Higher-level languages will bind a programmers mindset to built-ins where languages like C# and Rust you can't depend so much on built-ins.
But starting off high-level will never increase your chances in becoming a flexible developer. If you start high with a language like Python and you work for a job that tells you that you need to learn Rust in 3 weeks. You're gonna struggle.
Don't give up
No matter how hard it gets, don't give up.
When I first started with C, I struggled with primarily everything coming at me. I struggled with the basic hello world program. And I am now writing security applications in the language.
Regardless of the fact I've been writing the language for well over a year. That just supports my reasoning to not give up. If I would've given up, I would've been stuck with higher-level languages because I would've never wanted to touch a lower-level language again because I would've set my mindset to "quit, it's too hard".
Which is not good. So, I don't give two flying DUCKS(yes, ducks) how hard it gets. You chose to learn the language. Don't walk away :)
Take your time
Don't rush to learn new things. Go at a even pace as you learn each new concept and learn in the order the tutorial/documentaion is teaching you.
Some things will come easier than others, as I described above. But when things get hard, don't get up. Take your time. Like I said:
New concepts are like new math problems.
Enjoy the learning experience
Enjoy the time learning the language. You'll look back someday and think, "wow, I really made it!"
i think it would be pretty fun trying to read a PNG image file format in rust and working with its pixels. it will be hard, yes. but hard is fun and if you’re working in a fun language like Rust or C, time flies!
We’re about to make a whole library to read a images pixels.
perhaps working with jpeg files or png?
@MocaCDeveloper I've got a couple of ideas:
- Stenography with PNGs (It's super easy with BMPs, but the PNG encoding should add some challenge)
- Reduce the size of an image (perhaps by splitting an image into 2x2 'chunks' of pixels, and then converting each 'chunk' to a single pixel on the output image by averaging their RGB values)
@MocaCDeveloper I was originally diagnosed with ADD, but a lot of doctors nowdays say that it's pretty much the same thing
Rust is a fun language to do bigger projects in. As much as I love C++, it can get a bit frustrating sometimes (I can write basic assembly but I can't quite manage the lowest-level aspects of C :/)
@MocaCDeveloper I get that. My main problems with Rust are pretty simple:
- Variables are stored on the heap rather than the stack, so you have to deal with cloning and copying even for basic operations, as well as making the language slightly slower than C, which utilizes the stack
- Rust's object orientation really isn't that good, and that makes it a smidge annoying to use for larger projects
Other than those 2 issues, I absolutely love Rust
i completely agree on that. the most annoying thing to me is the having to copy and clone things to avoid errors and borrowing of the value
Yeah, these tips are good, but you know what? Nobody will make this post recognized as it should be.
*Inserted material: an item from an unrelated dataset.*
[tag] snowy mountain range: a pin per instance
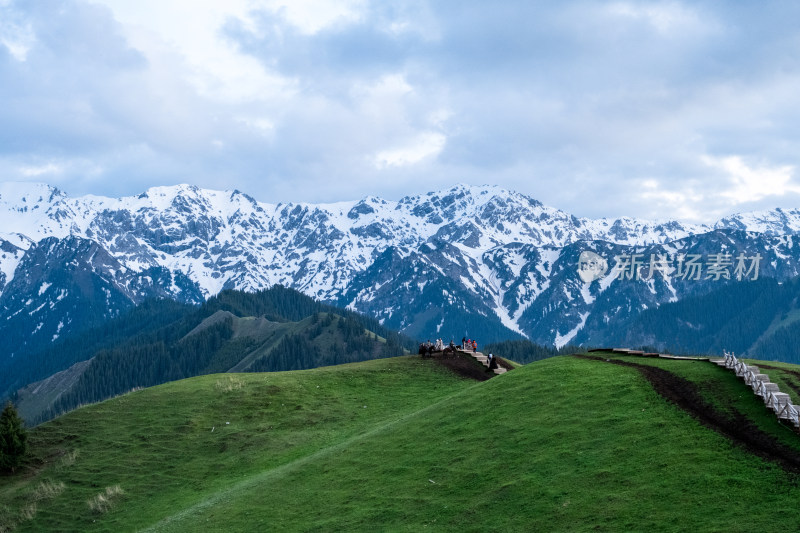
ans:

Why? because people are going to go and upvote the 1,459,903th Python tutorial out there on replit, that only teaches you about variables and printing. I feel sad
the 1,459,903th Python tutorial out there on replit, that only teaches you about variables and printing
And a lot of these tutorials get basic stuff wrong. It makes me sad to see people get misinformed because the person making the tutorial didn't put in the effort to fact-check.